The Greedy Method

PGSS Computer Science Core Slides

Eve: My favorite technique!

Sometimes, the best way to approach a problem is to greedily take the best-looking item until the goal is met.

We examine

Minimum spanning trees
Set covers

Minimum Spanning Trees

Problem class MinimumSpanningTree

Input: graph (V, E) with weights w: E->positive reals.
Output: subgraph (V, E') connecting all vertices, with minimum total weight.

application: find the cheapest way to connect offices with a fiber optic network.

        500
      o --- o
      |    /| 
  200 | 100 | 2000
      |  /  |
      | /   |
      o --- o
        5000

A Greedy Approach

Algorithm Kruskal
E' <- empty set
while E' does not connect all vertices do
  e <- next lightest edge
  if e connects vertices E' does not connect then
    E' <- E' union { e }
  fi
od
return E'

example:

        500
      o --- o
      |    /| 
  200 | 100 | 2000
      |  /  |
      | /   |
      o --- o
        5000

We look at the 100-weight edge first. It connects two unconnected vertices, so we include it.

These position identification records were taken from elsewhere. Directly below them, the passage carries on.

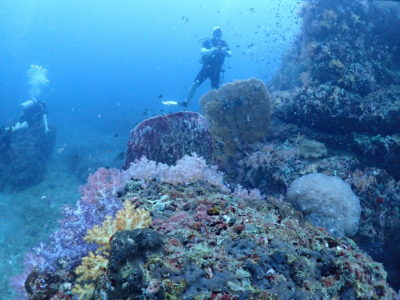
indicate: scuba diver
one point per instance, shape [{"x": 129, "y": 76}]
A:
[
  {"x": 34, "y": 111},
  {"x": 5, "y": 138},
  {"x": 213, "y": 51}
]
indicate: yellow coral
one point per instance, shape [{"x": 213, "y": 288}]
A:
[
  {"x": 95, "y": 264},
  {"x": 84, "y": 291},
  {"x": 126, "y": 219},
  {"x": 91, "y": 266}
]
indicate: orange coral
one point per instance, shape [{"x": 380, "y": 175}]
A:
[{"x": 95, "y": 264}]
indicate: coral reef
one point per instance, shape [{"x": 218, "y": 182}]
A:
[
  {"x": 340, "y": 84},
  {"x": 311, "y": 149},
  {"x": 168, "y": 138},
  {"x": 348, "y": 79},
  {"x": 326, "y": 201},
  {"x": 95, "y": 264},
  {"x": 217, "y": 246},
  {"x": 23, "y": 163},
  {"x": 238, "y": 115}
]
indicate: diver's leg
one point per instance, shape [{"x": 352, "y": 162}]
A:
[
  {"x": 196, "y": 83},
  {"x": 214, "y": 79}
]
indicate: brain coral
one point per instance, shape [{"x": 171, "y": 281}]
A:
[
  {"x": 326, "y": 201},
  {"x": 238, "y": 116},
  {"x": 168, "y": 138}
]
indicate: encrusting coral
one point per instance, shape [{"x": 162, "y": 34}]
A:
[
  {"x": 95, "y": 264},
  {"x": 238, "y": 115}
]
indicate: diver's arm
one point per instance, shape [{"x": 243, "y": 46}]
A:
[
  {"x": 19, "y": 126},
  {"x": 207, "y": 51},
  {"x": 45, "y": 123}
]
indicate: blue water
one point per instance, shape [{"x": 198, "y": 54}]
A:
[{"x": 108, "y": 62}]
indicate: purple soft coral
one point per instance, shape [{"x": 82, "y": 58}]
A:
[{"x": 67, "y": 246}]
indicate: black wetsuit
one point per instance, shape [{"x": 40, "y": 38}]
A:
[
  {"x": 34, "y": 113},
  {"x": 5, "y": 138},
  {"x": 212, "y": 63}
]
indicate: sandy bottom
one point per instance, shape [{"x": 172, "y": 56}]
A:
[{"x": 27, "y": 217}]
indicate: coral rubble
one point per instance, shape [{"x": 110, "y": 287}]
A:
[{"x": 207, "y": 244}]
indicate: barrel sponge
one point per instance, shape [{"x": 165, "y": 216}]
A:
[{"x": 326, "y": 201}]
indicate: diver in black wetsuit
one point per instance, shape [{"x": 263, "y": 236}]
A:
[
  {"x": 213, "y": 52},
  {"x": 5, "y": 138},
  {"x": 34, "y": 111}
]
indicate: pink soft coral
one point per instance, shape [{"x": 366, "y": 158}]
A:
[{"x": 103, "y": 183}]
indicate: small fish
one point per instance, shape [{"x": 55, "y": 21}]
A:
[{"x": 168, "y": 103}]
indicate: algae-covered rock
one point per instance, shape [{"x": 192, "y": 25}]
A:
[{"x": 238, "y": 116}]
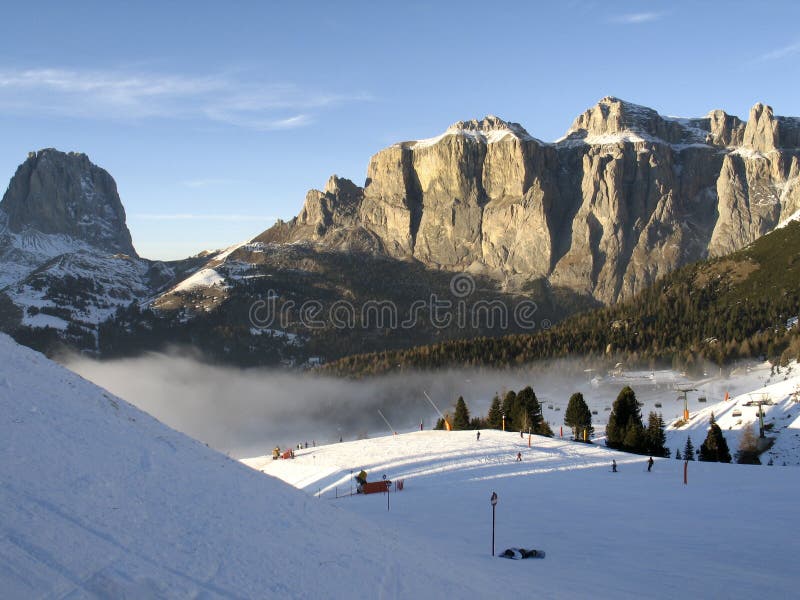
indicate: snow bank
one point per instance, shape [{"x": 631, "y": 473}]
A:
[{"x": 100, "y": 499}]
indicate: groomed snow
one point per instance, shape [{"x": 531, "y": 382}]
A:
[
  {"x": 632, "y": 534},
  {"x": 98, "y": 499},
  {"x": 200, "y": 279}
]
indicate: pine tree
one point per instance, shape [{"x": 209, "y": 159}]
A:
[
  {"x": 625, "y": 430},
  {"x": 494, "y": 418},
  {"x": 461, "y": 415},
  {"x": 656, "y": 438},
  {"x": 748, "y": 447},
  {"x": 715, "y": 448},
  {"x": 528, "y": 415},
  {"x": 509, "y": 407},
  {"x": 688, "y": 449},
  {"x": 578, "y": 417}
]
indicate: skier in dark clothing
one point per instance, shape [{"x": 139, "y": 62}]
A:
[{"x": 361, "y": 479}]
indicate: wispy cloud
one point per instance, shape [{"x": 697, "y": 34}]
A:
[
  {"x": 201, "y": 217},
  {"x": 636, "y": 18},
  {"x": 202, "y": 183},
  {"x": 779, "y": 53},
  {"x": 231, "y": 100}
]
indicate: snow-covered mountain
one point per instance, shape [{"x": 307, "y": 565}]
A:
[
  {"x": 98, "y": 499},
  {"x": 66, "y": 256}
]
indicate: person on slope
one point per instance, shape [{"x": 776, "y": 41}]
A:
[{"x": 361, "y": 479}]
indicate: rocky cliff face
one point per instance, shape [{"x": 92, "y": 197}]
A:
[
  {"x": 55, "y": 192},
  {"x": 625, "y": 196}
]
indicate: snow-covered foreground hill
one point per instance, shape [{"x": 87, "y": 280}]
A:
[
  {"x": 630, "y": 534},
  {"x": 98, "y": 499}
]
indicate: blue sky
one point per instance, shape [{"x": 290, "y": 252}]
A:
[{"x": 216, "y": 118}]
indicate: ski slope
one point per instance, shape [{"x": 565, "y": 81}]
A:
[
  {"x": 630, "y": 534},
  {"x": 98, "y": 499}
]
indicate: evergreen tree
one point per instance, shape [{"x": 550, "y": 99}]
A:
[
  {"x": 688, "y": 449},
  {"x": 528, "y": 413},
  {"x": 656, "y": 438},
  {"x": 509, "y": 407},
  {"x": 748, "y": 447},
  {"x": 714, "y": 448},
  {"x": 494, "y": 418},
  {"x": 578, "y": 417},
  {"x": 625, "y": 430},
  {"x": 461, "y": 415}
]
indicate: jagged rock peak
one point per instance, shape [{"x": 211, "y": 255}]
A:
[
  {"x": 339, "y": 186},
  {"x": 56, "y": 192}
]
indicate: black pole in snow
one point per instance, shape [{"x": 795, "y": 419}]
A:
[{"x": 493, "y": 500}]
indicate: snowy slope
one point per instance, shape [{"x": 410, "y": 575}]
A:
[
  {"x": 631, "y": 534},
  {"x": 98, "y": 499},
  {"x": 36, "y": 270}
]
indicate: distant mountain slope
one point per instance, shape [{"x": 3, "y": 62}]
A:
[
  {"x": 98, "y": 499},
  {"x": 67, "y": 262},
  {"x": 741, "y": 305},
  {"x": 626, "y": 196}
]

Look at the 200-weight edge. It connects two unconnected vertices, so we include it.

Now try the 500-weight edge. Its endpoints are already connected; ignore it. We look at the 2000-weight edge, and include it.

      o     o
      |    /|  
      |   / | 2000
      |  /  |
      | /   |
      o     o

Greed Works

Say Kruskal returns E'. Take any set F connecting all vertices. We improve it to make it more like E'. This will imply that E' is the optimal solution.

Let e be an edge in F but not in E'. Remove it. If this disconnects nothing, we have improved the set and we are done. Otherwise we have

      /----\
      |A   |
      |  o |
      \--|-/
         |e
      /--|-\
      |  o |
      |B   |
      \----/

Let e' be the cheapest edge between A and B. E' includes e', so e is not e', so F is better with e replaced by e'.

Set Cover

Problem class SetCover:

Input: base set S, collection C of subsets of S.
Output: subcollection C' with fewest subsets from C whose union is S.

application: build as few fire hydrants as possible so every house is next to one.

      *---o---o---*---o
       \_  \_ | _/| _/
         \   \|/  |/
          o---o---o
           \_____/
* represents is the optimal hydrant placement

We take S to be the vertices (houses) of the graph; for each vertex v, we place into C the set of v and its adjacent vertices.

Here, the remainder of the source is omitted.